LaGuerta doesn't say anything when she comes. She just sort of grunts and grabs Deb's wrist, holding her hand in place until she's done riding it out.

It takes Deb a minute to break the grip (defensive tactics maneuvers weren't exactly designed to be done from her position), and, when she's finally free, she's not sure what the hell she's supposed to be doing.

LaGuerta, of course, preys on that. "Let me," she says, sliding a hand to the zipper of Deb's pants. Her tone sounds weirdly gentle, but it also makes it damn clear that it's not a request.

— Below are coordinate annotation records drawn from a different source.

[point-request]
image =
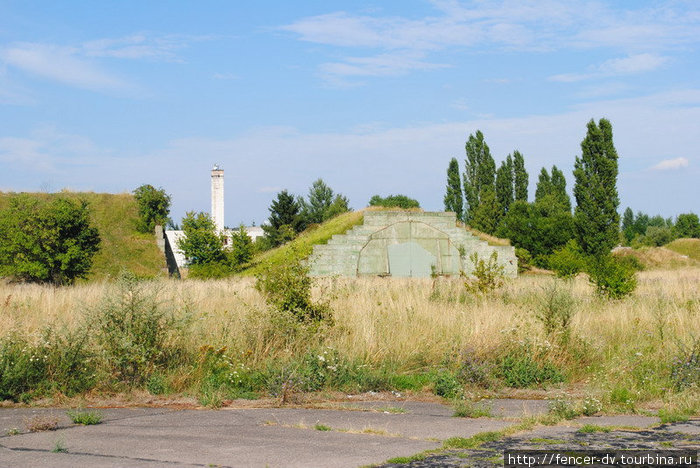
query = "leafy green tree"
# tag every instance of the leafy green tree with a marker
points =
(628, 225)
(520, 177)
(320, 200)
(154, 207)
(687, 225)
(505, 185)
(285, 219)
(479, 172)
(544, 185)
(453, 192)
(596, 219)
(323, 204)
(558, 182)
(485, 218)
(241, 247)
(394, 201)
(47, 242)
(340, 205)
(201, 244)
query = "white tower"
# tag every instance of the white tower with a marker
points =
(217, 197)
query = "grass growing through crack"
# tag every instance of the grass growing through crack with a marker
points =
(86, 418)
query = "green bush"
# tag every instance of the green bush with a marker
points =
(136, 332)
(568, 261)
(610, 278)
(287, 288)
(488, 276)
(47, 242)
(518, 369)
(555, 309)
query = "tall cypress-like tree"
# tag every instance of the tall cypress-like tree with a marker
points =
(453, 192)
(505, 186)
(544, 185)
(596, 219)
(479, 173)
(520, 176)
(559, 188)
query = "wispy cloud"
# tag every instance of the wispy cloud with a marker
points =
(81, 65)
(632, 64)
(670, 164)
(61, 64)
(530, 25)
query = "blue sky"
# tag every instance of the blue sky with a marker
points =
(373, 97)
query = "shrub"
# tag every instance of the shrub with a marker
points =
(524, 259)
(136, 332)
(568, 261)
(518, 369)
(86, 418)
(287, 288)
(685, 369)
(154, 207)
(555, 309)
(447, 385)
(394, 201)
(49, 242)
(487, 275)
(610, 278)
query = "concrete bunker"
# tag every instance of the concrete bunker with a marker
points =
(406, 244)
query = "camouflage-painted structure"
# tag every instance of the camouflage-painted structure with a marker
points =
(406, 244)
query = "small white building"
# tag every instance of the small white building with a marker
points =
(217, 215)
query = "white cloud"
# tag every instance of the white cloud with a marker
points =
(670, 164)
(60, 64)
(528, 25)
(629, 65)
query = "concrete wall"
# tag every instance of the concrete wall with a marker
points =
(407, 244)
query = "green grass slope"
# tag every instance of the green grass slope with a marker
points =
(687, 247)
(304, 243)
(122, 247)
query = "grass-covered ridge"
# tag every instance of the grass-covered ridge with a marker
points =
(687, 247)
(122, 247)
(303, 245)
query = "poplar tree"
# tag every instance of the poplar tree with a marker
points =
(453, 194)
(505, 186)
(596, 219)
(520, 177)
(479, 173)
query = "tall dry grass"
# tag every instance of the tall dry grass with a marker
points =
(412, 323)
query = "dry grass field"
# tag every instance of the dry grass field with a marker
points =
(409, 334)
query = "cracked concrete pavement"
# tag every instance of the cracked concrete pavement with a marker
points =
(360, 433)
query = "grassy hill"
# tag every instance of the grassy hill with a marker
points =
(688, 247)
(303, 244)
(122, 246)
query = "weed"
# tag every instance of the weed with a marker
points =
(562, 409)
(86, 418)
(59, 447)
(591, 406)
(555, 311)
(287, 288)
(446, 385)
(591, 428)
(610, 278)
(672, 416)
(685, 369)
(519, 370)
(472, 442)
(136, 332)
(488, 276)
(467, 409)
(41, 423)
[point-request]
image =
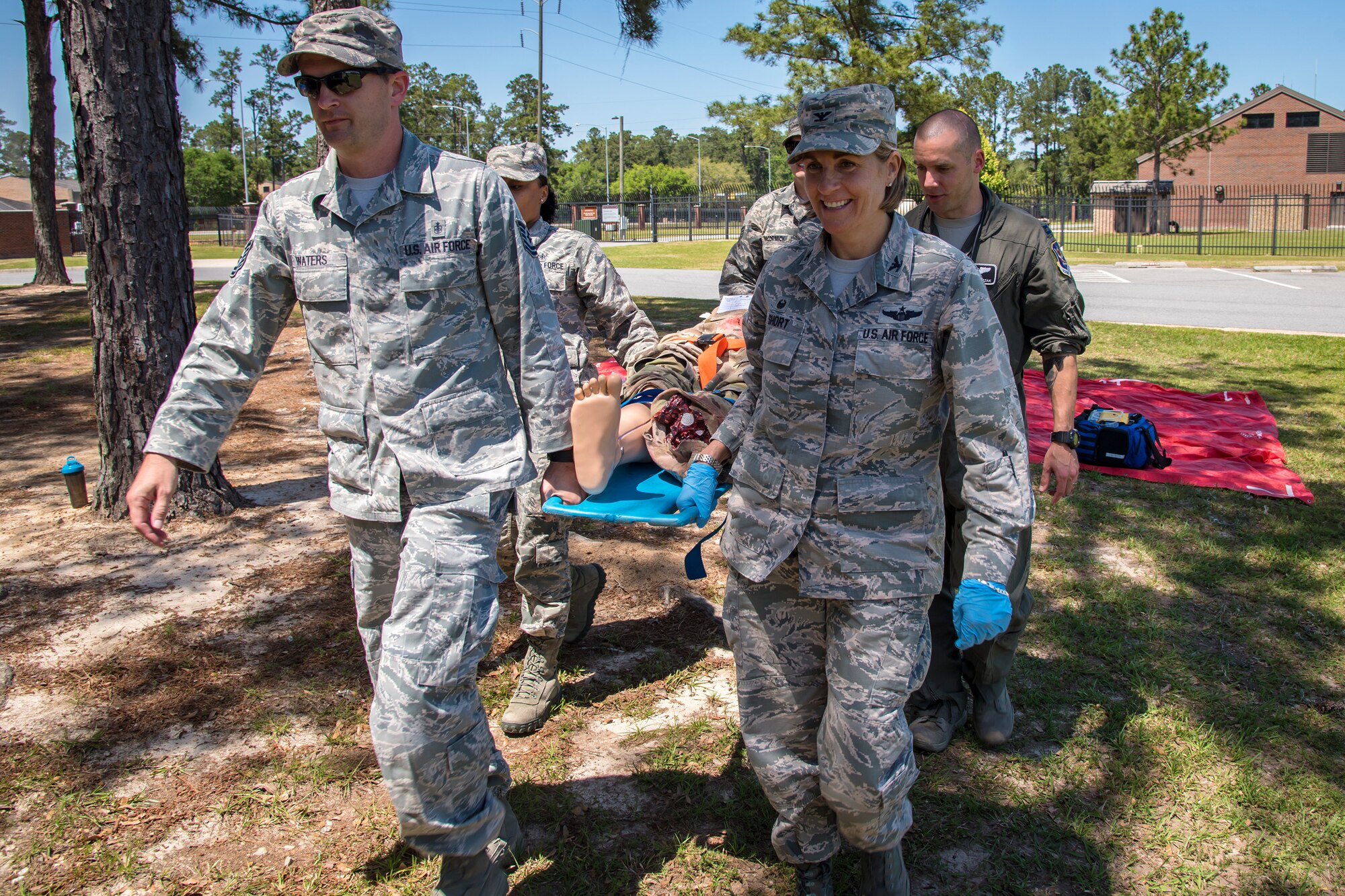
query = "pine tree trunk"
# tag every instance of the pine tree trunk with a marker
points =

It's over a month for Deb—far longer than she's used to going—and she can feel the familiar, insistent throb between her legs. But it's not happening like this. She's not going to lose the advantage, not to this woman that she hates. She's not going to flashback to neatly cuts and bloodless chunks of flesh while LaGuerta's hand skims along her thigh. She's fucking not.

"Fuck you," Deb snaps. Before she even realizes what she's doing, she's shoves LaGuerta into the wall, watching as her face registers shock that quickly shifts to something else. Pity? Maybe. But that's not quite it. She's seen that expression before. Concern? Can't be. No fucking way…

As quickly as the look appears, though, it's gone, replaced by the usual condescending one. "You need some therapy, Morgan," LaGuerta snaps as she pushes her way out of the stall. "ASAP."

When Deb hears the bathroom door close, she sinks down to the floor and puts her head in her hands. She doesn't know what the hell is wrong with her or when it's going to get better, but she does know one thing: she recognized that look. It was genuine. And it wasn't fair. The one time in her entire goddamn life that she suspected Dexter was the substitute, and it had to be wasted on Maria fucking LaGuerta.